Integrations with other systems
The requirements definition is to describe the dependence of the service / product on other systems. Are there any parts of the service to be purchased from an external service provider. Examples are virtual machines, billing systems, control and other service production solutions.
- Link to Software architecture
General view of integrations as UML Deployment Diagram
OR
** Describing integration as a sequence diagram **
If necessary, events between systems can be described, for example, in the form of a sequence diagram.
Standards and sources
As part of the requirements definition, it is essential to identify important sources that are useful or relevant to the whole.
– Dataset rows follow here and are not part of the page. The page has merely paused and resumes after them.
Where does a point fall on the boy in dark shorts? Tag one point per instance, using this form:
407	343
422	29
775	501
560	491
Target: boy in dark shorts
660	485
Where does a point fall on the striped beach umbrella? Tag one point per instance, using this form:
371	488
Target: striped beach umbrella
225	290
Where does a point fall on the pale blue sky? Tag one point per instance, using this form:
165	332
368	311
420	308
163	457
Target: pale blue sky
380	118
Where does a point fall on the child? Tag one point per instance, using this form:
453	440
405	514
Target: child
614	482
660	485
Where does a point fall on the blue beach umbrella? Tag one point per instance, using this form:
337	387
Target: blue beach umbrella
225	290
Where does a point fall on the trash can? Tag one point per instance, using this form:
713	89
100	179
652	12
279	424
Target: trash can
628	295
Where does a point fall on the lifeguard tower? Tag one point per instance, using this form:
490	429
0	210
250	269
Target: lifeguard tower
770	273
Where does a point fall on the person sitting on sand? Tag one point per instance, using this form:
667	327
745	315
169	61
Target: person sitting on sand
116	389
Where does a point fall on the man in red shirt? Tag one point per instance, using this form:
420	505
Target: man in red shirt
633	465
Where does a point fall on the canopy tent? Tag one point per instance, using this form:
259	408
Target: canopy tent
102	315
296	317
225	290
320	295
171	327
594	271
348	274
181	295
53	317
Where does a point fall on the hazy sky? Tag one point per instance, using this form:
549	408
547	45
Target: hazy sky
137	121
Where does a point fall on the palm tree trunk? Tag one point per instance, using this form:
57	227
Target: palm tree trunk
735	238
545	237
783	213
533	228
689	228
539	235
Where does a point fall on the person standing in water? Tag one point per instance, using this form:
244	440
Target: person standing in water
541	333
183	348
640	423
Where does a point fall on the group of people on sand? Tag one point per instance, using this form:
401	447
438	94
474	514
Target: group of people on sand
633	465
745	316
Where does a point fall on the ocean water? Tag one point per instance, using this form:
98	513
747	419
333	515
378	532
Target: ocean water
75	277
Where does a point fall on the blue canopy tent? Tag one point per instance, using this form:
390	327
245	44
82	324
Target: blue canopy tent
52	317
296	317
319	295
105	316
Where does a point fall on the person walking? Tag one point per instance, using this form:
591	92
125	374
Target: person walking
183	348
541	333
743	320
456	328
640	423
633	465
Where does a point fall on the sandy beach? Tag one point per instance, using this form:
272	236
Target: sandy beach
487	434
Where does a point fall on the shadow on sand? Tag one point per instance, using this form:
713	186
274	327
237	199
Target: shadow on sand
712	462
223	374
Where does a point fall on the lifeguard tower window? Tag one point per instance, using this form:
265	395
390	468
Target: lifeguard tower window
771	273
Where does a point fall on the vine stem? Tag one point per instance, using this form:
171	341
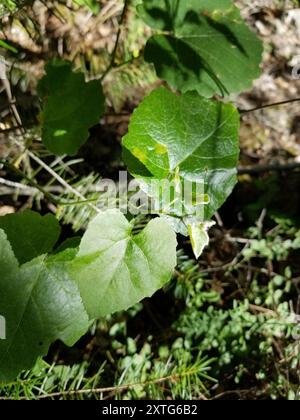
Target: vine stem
114	53
288	101
47	194
115	389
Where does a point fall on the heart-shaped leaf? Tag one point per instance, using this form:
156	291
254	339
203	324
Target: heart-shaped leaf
115	269
70	107
188	139
39	304
206	46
Standards and pre-distributed guidelines are useful sources and as needed clarify the meaning of the requirements.
- General Data Protection Regulation (GDPR): This regulation protects privacy and gives individuals control over their personal data.
- ePrivacy Directive: This directive complements the GDPR and provides rules on confidentiality of communications and tracking technologies such as cookies.
- Directive on the legal protection of computer programs ('Software Directive'): This directive protects computer programs by means of copyright.
- Directive on the enforcement of intellectual property right ('IPRED'): This directive enforces intellectual property rights.
- Directive on the legal protection of databases ('Database Directive'): This directive protects databases.
- EU Cybersecurity Act: This act ensures safer hardware and software.
- Digital contract rules: These rules make it easier for consumers and businesses to buy and sell digital content, digital services, goods, and 'smart goods' in the EU.
Please note that these are just a few examples and the specific laws and rules may vary depending on the context and the specific needs of your software service. It's always a good idea to consult with a legal expert to ensure compliance with all relevant laws and regulations.